"Sivas ellerinde sazım çalınır
Çamlı beller bölük bölük bölünür
Yardan ayrılmışam bağrım delinir
Katip arzuhalım yaz yare böyle
Güzelim emey, birtanem emey, "
Ne yıldızlar oynaşır gökyüzünde. Ne yollar ulaşır yüce dağlara. Nice umutlar yayılır gün görmeden yarınlara. Uzaklardan beyaz güvercinler gelip, salınırlar tenhalara...
Sonra uçar gönüller toprağın bağrına. Sel olur, yâr olur, Sivas olur. Bakraç bakraç ayran olup serinletir yürekleri. Kekremsi bir çökelik olup, dağıtır açlıkları. İçli bir türkü olup, aydınlatır geceleri.
Kırılgan bir bakışta destanlar dile gelir. Deli fırtınalarda şiirler yağmalanır. Sabah yeli tımarlar gönül yaralarını...
Daha turnalar gelmeden, tenha göllere tünemeden, ürkekliklerden örülen yuvalarını kurmadan, sığırcıklar müjdelerler baharın sevdasını...
**
Ocak başlarında, yarınların düşleri karışır saman alevlerine. Bir çıngıda, okyanuslar görülür. Bir çıngıda, sefer yazılır kütüklere. Bir baş kuru soğan, bir parça ekmek, "kekremsi" bir gülümseme oluşturur yüzlerde.
Utandırılmış anlara gark olanlar, harman sonunu beklerler umutluca. Bereket, güz yaprağının salınmasıyla yüzünü gösterir. Ay on dörtler her daim. Her daim ayın on dördü beklenir sabırlıca.
**
İlmek ilmek sabır donatır bütün benliği. Yüzü ekşitmeden ağular yudumlanır usulcana. Papatyalar, düşten gerdanlık dizer boyunlara. Umut iner Kösedağ´dan, akar yavaş yavaş gönül bahçelerine:
"Kösedağ dediğin büyük manzara,
Bir yanı Suşehri bir yanı Zara,
Otur çiçekliye zülfünü tara,
Çekil duman Kösedağ`ın başından.
**
Kösedağ yüksektir Zara engini,
Yaylaya çıkarlar fakir, zengini,
O güzel çiçekler dökmez rengini,
Çekil duman Kösedağ`ın başından."
Asi bir tay kişner ovalarda. Haşin kısraklar, taylarının sesine kulak kabartırlar yeri kıskandırırcasına. Toynaklarından, bin türlü destan araklar bilgeler.
Uç uç böcekleri, divane bir salınışla dolanırlar Anadolu´nun merhamet saraylarında.
**
Uzak dağ köylerinde, çorbalar pişer tezek ateşlerinde.
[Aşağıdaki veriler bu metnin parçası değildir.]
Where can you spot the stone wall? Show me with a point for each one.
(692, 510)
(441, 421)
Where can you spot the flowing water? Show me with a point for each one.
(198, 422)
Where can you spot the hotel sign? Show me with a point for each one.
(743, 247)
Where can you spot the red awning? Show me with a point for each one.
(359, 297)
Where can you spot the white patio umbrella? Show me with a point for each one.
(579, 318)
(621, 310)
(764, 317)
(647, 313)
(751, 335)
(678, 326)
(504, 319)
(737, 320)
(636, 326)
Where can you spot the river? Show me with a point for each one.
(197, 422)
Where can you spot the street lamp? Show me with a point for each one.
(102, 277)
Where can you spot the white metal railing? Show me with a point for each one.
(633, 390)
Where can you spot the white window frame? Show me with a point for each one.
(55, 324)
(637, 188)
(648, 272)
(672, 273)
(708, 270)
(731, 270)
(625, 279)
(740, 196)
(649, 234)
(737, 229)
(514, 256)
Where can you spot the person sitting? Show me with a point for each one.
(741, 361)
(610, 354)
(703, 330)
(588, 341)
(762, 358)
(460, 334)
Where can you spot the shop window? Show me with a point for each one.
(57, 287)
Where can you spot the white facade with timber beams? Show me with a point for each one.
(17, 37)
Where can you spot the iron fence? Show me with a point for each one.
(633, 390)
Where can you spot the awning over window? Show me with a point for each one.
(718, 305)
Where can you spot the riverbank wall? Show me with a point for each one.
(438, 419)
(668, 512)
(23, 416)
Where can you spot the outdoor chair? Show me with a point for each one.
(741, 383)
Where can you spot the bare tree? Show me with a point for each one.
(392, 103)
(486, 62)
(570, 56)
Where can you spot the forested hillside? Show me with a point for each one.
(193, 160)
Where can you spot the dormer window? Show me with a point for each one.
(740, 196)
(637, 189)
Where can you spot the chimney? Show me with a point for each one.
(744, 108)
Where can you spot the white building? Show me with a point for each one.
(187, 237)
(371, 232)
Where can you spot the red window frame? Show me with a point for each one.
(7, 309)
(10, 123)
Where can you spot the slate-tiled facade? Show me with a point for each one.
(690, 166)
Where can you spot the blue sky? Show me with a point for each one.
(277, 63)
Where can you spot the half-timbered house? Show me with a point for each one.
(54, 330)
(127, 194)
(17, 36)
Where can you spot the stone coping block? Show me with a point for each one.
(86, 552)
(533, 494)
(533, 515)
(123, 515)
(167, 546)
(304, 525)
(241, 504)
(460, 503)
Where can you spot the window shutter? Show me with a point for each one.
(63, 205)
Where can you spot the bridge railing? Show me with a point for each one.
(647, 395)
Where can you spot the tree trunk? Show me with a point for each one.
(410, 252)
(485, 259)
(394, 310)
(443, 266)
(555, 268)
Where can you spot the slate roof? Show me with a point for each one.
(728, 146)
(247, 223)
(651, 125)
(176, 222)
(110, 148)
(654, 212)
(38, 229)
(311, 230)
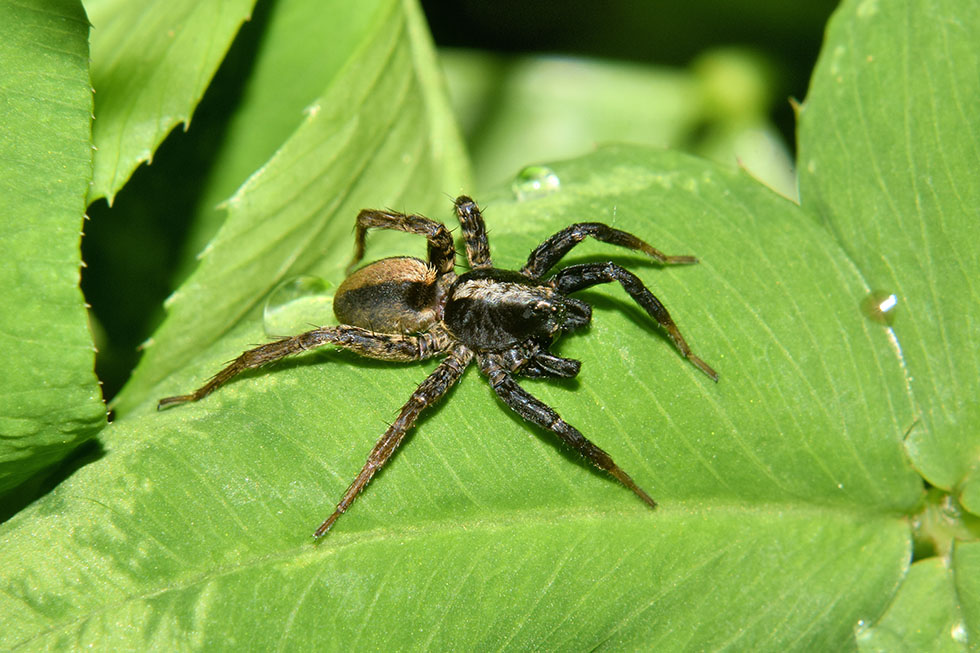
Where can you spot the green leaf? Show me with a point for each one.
(889, 153)
(49, 396)
(272, 104)
(966, 571)
(923, 617)
(380, 134)
(151, 63)
(781, 487)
Bir İbrahim bereketi kaplar kerpiçten evleri. Soba da kaynayan sütler, yüreklerle mayalanıp, iner tabak tabak sofralara...
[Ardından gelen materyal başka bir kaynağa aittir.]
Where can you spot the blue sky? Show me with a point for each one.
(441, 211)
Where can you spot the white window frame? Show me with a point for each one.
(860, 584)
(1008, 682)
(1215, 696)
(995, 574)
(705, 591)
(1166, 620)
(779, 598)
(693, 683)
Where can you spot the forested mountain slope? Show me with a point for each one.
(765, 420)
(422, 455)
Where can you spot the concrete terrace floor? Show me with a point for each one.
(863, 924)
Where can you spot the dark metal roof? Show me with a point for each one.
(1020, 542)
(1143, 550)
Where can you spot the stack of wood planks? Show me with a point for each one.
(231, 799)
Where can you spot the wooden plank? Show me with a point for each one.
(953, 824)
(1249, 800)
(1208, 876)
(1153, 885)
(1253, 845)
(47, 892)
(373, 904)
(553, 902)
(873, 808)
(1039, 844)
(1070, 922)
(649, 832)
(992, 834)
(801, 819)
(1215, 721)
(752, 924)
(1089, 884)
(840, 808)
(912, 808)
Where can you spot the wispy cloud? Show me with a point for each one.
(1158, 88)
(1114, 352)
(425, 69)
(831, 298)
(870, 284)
Gül yürekli analar, emekleyen yavrularının "gıdılarını" öperler ansızın. Gıdılarından öpülen çocuklar, usul usul devleşirler analarının gözlerinde.
Gön görmüş nineler, el ayak çekilende, sessiz sessiz ağlarlar sebepsiz. Beyaz tülbentlerinin uçları şahittir gözyaşlarına. Usulca silerler kederlerini. Neden ağladıkları, niçin ağladıkları bir muamma kadar bilinmez bir deryadır. Sadece ağlarlar sebepsiz. Gözyaşlarını, kimseye göstermeden ağlarlar. Kimseyle, içlerindeki hüzün ormanlarını paylaşmadan ağlarlar. Ağıtları, Anadolu kadar eskidir. Ne biçim bir yaradır yüreklerdeki ki, hemen hemen her gece, çisil çisil acıları, hasretleri, süzülüverir yanaklarından.
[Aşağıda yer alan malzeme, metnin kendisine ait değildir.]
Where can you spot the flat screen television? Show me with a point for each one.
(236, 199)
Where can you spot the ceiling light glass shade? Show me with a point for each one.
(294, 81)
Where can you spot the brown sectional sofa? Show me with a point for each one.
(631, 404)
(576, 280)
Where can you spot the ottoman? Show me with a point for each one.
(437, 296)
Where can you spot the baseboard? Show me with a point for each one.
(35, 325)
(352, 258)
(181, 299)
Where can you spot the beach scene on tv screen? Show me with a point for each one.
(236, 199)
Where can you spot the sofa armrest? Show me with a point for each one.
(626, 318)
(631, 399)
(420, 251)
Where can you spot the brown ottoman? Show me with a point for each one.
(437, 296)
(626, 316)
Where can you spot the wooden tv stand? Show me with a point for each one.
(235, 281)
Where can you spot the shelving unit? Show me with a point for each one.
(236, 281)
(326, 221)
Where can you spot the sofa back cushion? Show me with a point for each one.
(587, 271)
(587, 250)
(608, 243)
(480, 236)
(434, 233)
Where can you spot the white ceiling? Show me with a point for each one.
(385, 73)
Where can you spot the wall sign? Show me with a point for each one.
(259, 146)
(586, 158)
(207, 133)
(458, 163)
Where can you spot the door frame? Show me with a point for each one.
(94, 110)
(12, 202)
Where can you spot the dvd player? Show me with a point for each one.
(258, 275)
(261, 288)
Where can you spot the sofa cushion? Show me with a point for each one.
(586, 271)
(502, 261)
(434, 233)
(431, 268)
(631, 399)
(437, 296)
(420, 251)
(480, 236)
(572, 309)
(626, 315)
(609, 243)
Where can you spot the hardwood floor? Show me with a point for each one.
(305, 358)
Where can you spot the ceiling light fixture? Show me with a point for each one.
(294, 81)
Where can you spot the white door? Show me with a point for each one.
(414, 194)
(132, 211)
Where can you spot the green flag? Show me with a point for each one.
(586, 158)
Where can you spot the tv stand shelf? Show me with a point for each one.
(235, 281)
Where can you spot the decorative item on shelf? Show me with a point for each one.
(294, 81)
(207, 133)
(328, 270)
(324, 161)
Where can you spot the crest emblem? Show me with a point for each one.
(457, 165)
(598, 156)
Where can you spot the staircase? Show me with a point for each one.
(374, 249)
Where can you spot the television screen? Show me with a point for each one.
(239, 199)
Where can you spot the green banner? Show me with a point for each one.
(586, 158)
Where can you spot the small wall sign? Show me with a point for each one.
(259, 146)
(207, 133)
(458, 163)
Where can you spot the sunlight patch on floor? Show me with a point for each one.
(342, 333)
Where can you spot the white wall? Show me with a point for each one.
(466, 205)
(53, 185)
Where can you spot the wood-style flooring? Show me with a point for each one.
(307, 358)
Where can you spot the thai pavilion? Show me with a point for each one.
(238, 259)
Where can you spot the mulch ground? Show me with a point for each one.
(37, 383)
Öksüzlüklerine mi, garipliklerine mi ağlarlar, hiç kimse çözemez. Sadece zamanın en sükût vaktinde, el ayak çekilende, Yüce Yaratıcı örtende geceyle dağları, onların sessiz gözyaşlarının rayihası kaplar koca âlemi. Koca âlem, bir damla gözyaşıyla yıkanır her daim.
**
Güngörmüş kadınlar, alınlarındaki çentiklerin verdiği gururla, geceden hazırlarlar hamurlarını. Daha güneş doğmadan odunla, tezekle, kızartırlar topraktan tandırlarını...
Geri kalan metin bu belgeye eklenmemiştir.